Urban Planning is a wide field that includes planned cities (A planned community, or planned city, is any community that was carefully planned from its inception and is typically constructed in a previously undeveloped area. For example, in the ancient world, Machu Picchu (Photograph 31.1) is considered a very well planned city. This ancient Incan city is considered ―mindbogglingly complex and planned‖. The city is built on top of a mountain, through a process of terraces leading up the mountainside to the top, is both beautifully stunning as well as functional as torrential rains were dealt with by a multilayer of different materials in the terraces combined with complex aqueducts and ridges throughout the city. The planned aqueduct system also supplies water everywhere in the city, with a process that calculated how to keep a constant precise rate of flow even in the rain (https://www.quora.com/What-is-the-most-wellplanned-city-in-the-world Accessed 11 Aug 2016).This contrasts with settlements that evolve in a more ad hoc or unplanned-haphazard manner). Urban planning also includes Redevelopment, which refers to state and federal statutes which give cities and counties the authority to establish redevelopment agencies and give the agencies the authority to attack problems of urban decay.
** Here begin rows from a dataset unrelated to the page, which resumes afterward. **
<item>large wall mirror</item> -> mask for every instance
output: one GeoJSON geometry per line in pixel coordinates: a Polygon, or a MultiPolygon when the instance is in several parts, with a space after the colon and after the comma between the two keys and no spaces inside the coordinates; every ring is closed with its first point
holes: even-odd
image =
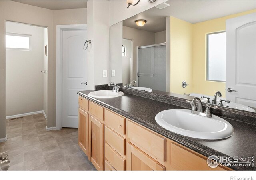
{"type": "Polygon", "coordinates": [[[255,22],[256,1],[167,1],[110,26],[110,80],[255,112],[255,22]]]}

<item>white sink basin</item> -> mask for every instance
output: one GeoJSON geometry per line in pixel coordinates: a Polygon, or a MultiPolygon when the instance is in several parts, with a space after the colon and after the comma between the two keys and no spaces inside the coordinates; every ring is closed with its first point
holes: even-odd
{"type": "MultiPolygon", "coordinates": [[[[207,102],[207,100],[202,100],[201,101],[202,102],[207,102]]],[[[211,101],[210,101],[211,102],[211,101]]],[[[220,101],[217,100],[217,105],[218,105],[220,103],[220,101]]],[[[230,102],[228,103],[225,101],[222,101],[223,103],[223,107],[227,107],[227,106],[228,106],[230,108],[233,108],[234,109],[237,109],[240,110],[243,110],[244,111],[250,111],[250,112],[255,112],[254,110],[252,108],[248,107],[245,105],[241,104],[240,104],[235,103],[234,102],[230,102]]]]}
{"type": "Polygon", "coordinates": [[[139,90],[141,90],[142,91],[148,91],[148,92],[152,92],[152,89],[148,88],[146,88],[145,87],[133,87],[132,89],[138,89],[139,90]]]}
{"type": "Polygon", "coordinates": [[[206,118],[192,113],[191,110],[174,109],[161,111],[156,121],[170,131],[198,139],[216,140],[230,137],[234,132],[231,124],[212,115],[206,118]]]}
{"type": "Polygon", "coordinates": [[[88,96],[96,98],[112,98],[121,96],[124,95],[124,93],[120,91],[119,92],[115,92],[112,90],[102,90],[91,92],[88,96]]]}

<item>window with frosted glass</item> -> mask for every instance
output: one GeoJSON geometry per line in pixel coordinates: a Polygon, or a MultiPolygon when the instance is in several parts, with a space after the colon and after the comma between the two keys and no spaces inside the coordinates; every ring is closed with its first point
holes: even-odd
{"type": "Polygon", "coordinates": [[[207,34],[207,80],[226,81],[226,32],[207,34]]]}
{"type": "Polygon", "coordinates": [[[6,47],[9,50],[31,50],[31,35],[7,33],[6,47]]]}

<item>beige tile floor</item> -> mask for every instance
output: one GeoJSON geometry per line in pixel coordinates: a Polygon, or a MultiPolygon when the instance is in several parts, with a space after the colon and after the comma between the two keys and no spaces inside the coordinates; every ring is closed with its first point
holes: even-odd
{"type": "Polygon", "coordinates": [[[42,114],[6,120],[0,152],[8,152],[8,170],[96,170],[77,144],[77,128],[47,131],[46,125],[42,114]]]}

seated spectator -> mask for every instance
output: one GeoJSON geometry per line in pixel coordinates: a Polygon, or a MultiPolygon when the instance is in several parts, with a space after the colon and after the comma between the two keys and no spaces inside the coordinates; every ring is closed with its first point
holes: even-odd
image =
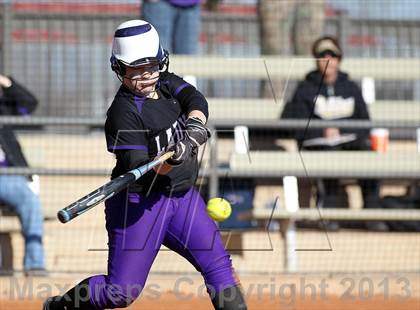
{"type": "MultiPolygon", "coordinates": [[[[26,115],[37,106],[35,97],[13,79],[0,75],[0,115],[26,115]]],[[[0,167],[27,167],[19,142],[11,126],[0,125],[0,167]]],[[[0,203],[19,216],[25,239],[26,275],[45,275],[42,244],[43,217],[37,194],[29,179],[20,175],[0,174],[0,203]]]]}
{"type": "MultiPolygon", "coordinates": [[[[325,36],[315,41],[312,54],[316,58],[317,70],[306,75],[300,82],[292,99],[286,104],[282,118],[321,119],[321,120],[360,120],[369,119],[369,113],[363,100],[360,88],[349,79],[348,74],[339,70],[343,57],[340,45],[334,37],[325,36]],[[315,106],[314,106],[315,102],[315,106]]],[[[324,150],[370,150],[368,129],[311,129],[295,132],[300,149],[324,150]],[[342,139],[338,145],[311,143],[342,139]]],[[[343,163],[344,164],[344,163],[343,163]]],[[[342,207],[341,190],[338,179],[322,180],[318,186],[318,198],[323,198],[325,208],[342,207]],[[322,192],[322,193],[320,193],[322,192]]],[[[373,179],[358,180],[362,190],[364,208],[379,208],[379,182],[373,179]]],[[[336,222],[329,222],[329,230],[338,230],[336,222]]],[[[386,231],[383,222],[367,222],[366,228],[375,231],[386,231]]]]}

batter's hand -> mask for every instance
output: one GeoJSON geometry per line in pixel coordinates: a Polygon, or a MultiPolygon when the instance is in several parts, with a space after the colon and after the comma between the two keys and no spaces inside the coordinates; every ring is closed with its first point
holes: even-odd
{"type": "Polygon", "coordinates": [[[194,146],[189,139],[183,139],[169,146],[168,151],[174,151],[174,155],[166,162],[171,166],[179,166],[193,154],[194,146]]]}
{"type": "Polygon", "coordinates": [[[189,117],[185,124],[188,140],[191,141],[194,151],[207,142],[210,138],[210,130],[198,117],[189,117]]]}

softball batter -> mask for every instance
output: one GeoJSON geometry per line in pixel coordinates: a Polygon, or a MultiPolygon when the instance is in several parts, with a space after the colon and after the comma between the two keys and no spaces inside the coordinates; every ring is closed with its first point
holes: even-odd
{"type": "Polygon", "coordinates": [[[108,274],[83,280],[44,310],[128,307],[141,293],[161,245],[185,257],[204,277],[215,309],[246,309],[229,254],[206,205],[193,188],[197,151],[210,136],[204,96],[168,72],[168,53],[154,27],[142,20],[115,31],[111,67],[122,82],[107,112],[112,178],[174,155],[105,203],[108,274]]]}

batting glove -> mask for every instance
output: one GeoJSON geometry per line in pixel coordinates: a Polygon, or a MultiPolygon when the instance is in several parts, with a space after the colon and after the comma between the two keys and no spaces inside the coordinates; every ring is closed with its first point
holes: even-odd
{"type": "Polygon", "coordinates": [[[210,130],[198,117],[190,117],[185,124],[187,139],[191,141],[194,151],[210,138],[210,130]]]}
{"type": "Polygon", "coordinates": [[[166,162],[171,166],[179,166],[193,154],[193,145],[189,139],[178,141],[168,147],[168,151],[173,151],[174,155],[166,162]]]}

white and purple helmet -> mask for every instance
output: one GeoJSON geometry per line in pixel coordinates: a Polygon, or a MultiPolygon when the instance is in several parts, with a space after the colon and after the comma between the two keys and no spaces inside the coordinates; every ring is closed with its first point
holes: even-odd
{"type": "Polygon", "coordinates": [[[111,68],[123,76],[125,67],[157,63],[159,69],[168,66],[168,52],[160,45],[159,34],[148,22],[129,20],[115,30],[112,42],[111,68]]]}

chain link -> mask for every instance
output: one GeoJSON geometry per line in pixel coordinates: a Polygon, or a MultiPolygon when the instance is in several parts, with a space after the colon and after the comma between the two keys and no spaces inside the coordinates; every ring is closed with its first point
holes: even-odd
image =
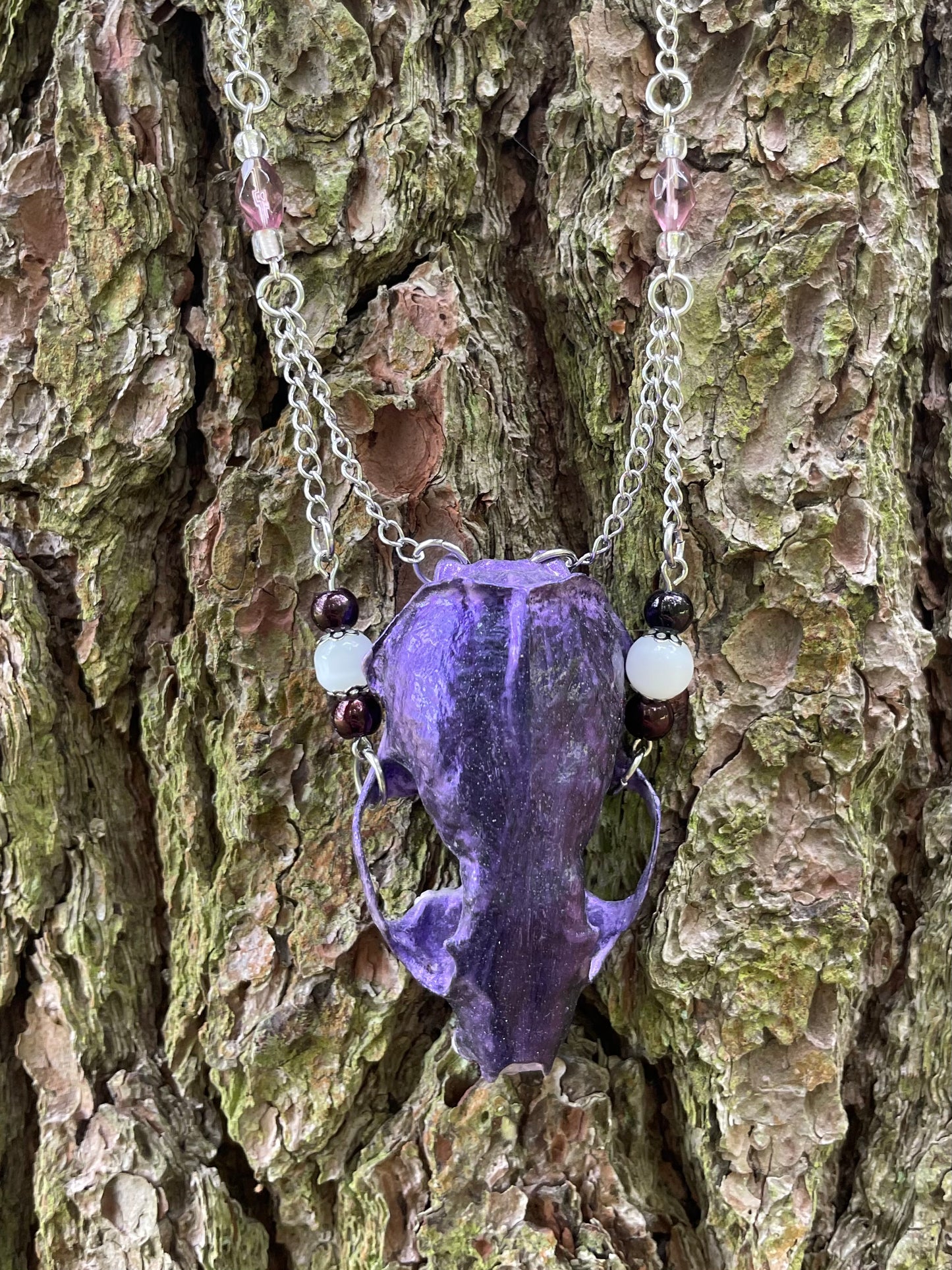
{"type": "MultiPolygon", "coordinates": [[[[249,131],[254,116],[269,104],[270,90],[264,77],[251,66],[251,39],[242,0],[225,0],[225,42],[234,67],[225,80],[225,95],[241,114],[242,128],[249,131]]],[[[261,152],[263,149],[264,137],[260,136],[260,150],[255,152],[261,152]]],[[[418,565],[425,552],[418,541],[404,533],[400,523],[387,516],[381,507],[377,493],[364,476],[350,438],[341,429],[331,405],[330,389],[301,314],[305,302],[303,284],[288,267],[283,248],[269,264],[270,269],[258,283],[255,296],[268,328],[275,366],[288,385],[297,470],[303,481],[315,568],[327,585],[333,587],[338,572],[338,556],[315,423],[315,405],[327,431],[330,448],[339,462],[340,472],[377,526],[381,542],[391,547],[405,564],[418,565]]],[[[437,544],[434,541],[430,545],[437,544]]]]}
{"type": "MultiPolygon", "coordinates": [[[[678,19],[680,9],[674,0],[661,0],[655,9],[658,19],[658,55],[655,75],[649,80],[645,100],[649,109],[661,117],[664,140],[659,144],[659,159],[665,155],[683,154],[684,141],[677,132],[674,119],[691,102],[691,80],[678,61],[678,19]],[[668,99],[663,99],[661,93],[668,99]],[[674,100],[671,100],[674,94],[674,100]]],[[[666,235],[670,246],[677,248],[685,235],[666,235]]],[[[592,550],[580,556],[575,564],[590,564],[612,549],[612,544],[625,528],[631,514],[635,498],[641,490],[647,469],[659,417],[665,436],[665,490],[663,527],[661,580],[666,589],[673,589],[684,580],[688,566],[684,560],[684,519],[683,471],[680,466],[684,398],[682,394],[682,340],[680,319],[694,302],[694,288],[691,278],[678,269],[678,257],[669,255],[668,268],[659,271],[647,290],[647,301],[652,312],[650,334],[645,348],[645,363],[641,371],[641,398],[625,456],[618,493],[612,503],[612,511],[605,517],[602,531],[592,545],[592,550]]]]}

The fundamental tools of a redevelopment agency include the authority to acquire real property, the power of eminent domain, to develop and sell property without bidding and the authority and responsibility of relocating persons who have interests in the property acquired by the agency. It also includes Urban Design, which is the process of designing and shaping cities, towns and villages. In contrast to architecture, which is of smaller scale as it focuses on the design of individual buildings, urban design deals with the larger scale of designing groups of buildings, transportation hubs and streets/railways, greenlungs and public spaces, housing estates and neighbourhoods and districts, and even entire cities. The ultimate goal of urban planning is to create urban areas that are all at once functional, attractive and sustainable (Inam, 2013). Urban planning also includes Transit Oriented Development (TOD) (see Chapter 27) which focuses on transportation planning, among other things.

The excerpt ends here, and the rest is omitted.